テンプへの衝撃はバックリング現象でいったんチャージされた力が解放されているので一定で、スプリングへのチャージはガンギ車の形を見ていると衝撃というよりスロープ状で緩やかに行っているように見えます。
過剰なエネルギーはスプリングの振動かガンギ車の衝撃音で放出されているのではと思います。
機構が重そうですが、部品をニッケルで作ることで問題ない重量に抑えているようです。


原理的にはシリコンじゃなくてもできそうですが、スプリングの特性はシリコンの物性に頼っている部分が多いらしく、シリコンがあって初めてできた機構ということのようです。

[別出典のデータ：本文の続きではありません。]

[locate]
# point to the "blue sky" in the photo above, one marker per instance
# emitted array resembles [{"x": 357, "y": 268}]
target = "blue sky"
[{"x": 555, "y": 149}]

問題があるとすれば、パッと見て分かるように大きい事です、ケース径が48mmあり、その半分弱がコンスタントエスケープメントのスプリングです。
また、コンスタントフォース化する前のトルクもある程度必要なようで、香箱は2層構造×2の4つが搭載されています。
パワーリザーブが7日間あるそうなので、そちらの都合かも知れません。


とても難産で、プロトタイプの発表は2008年ですが、去年(2014年)の三越WWFで実機を見せてもらったときにはまだ止まるということでした。
止まらなければスプリングがくねくねと動く動きは非常に面白く、見ていて飽きません。
2014年末ぐらいから、デリバリーは始まってはいるみたいです。

トルクリターンシステム

セイコークレドール叡智IIと叡智に搭載されています。
ゼンマイのトルクが大きい領域では一部のトルクをゼンマイに戻すこと(巻き上げる)ことで、トルクを有効活用するというものです。
主目的はパワーリザーブの延長のためのようですが、副次的にトルクの安定化作用もある…ということのようです。
CiNii 論文 -  トルク・リターン・システムの開発(研究)
CiNiiで論文が読めました。


パワーリザーブインジケータで制御されるクラッチが接続されている時は香箱が1回転すると0.2回転分巻き上げられる=実際の消費は0.8回転分で、切断されると巻き上げられなくなるので香箱1回転=実際の消費1回転分になるという仕組みです。
これにより、同じぜんまいで7時間(62-55)のパワーリザーブの向上があるということです。


トルクを戻していると考えるか、輪列全体で見れば変速比が変わっているとも考えられそうです。


論文のFig6にスプリングトルクの図がありますが、あまりコンスタントって感じはしません。
ただ、この論文の機械は組み合わせる脱進機が水晶で制御するスプリングドライブなのでトルク変動にはもともとロバストで、ブレーキで捨てていた過剰なトルクをパワーリザーブの延長につなげるのが主目的のように読めます。
機械式用には設定を変えればもっとフラットなトルクになるの…か?と思います。


機構的にはパワーリザーブインジケータ+αぐらいなので機械式にも載らないのかな?と思いますが、叡智のムーブメント専用のようです。

デッドビート

秒針がステップ運針するデッドビート機構も構造によって一秒ごとにトルク蓄積と開放を繰り返しているので、はコンスタントフォースに近いです。
Arnold & Sonの機械などは近いと思うのですが、資料が無くて不明です。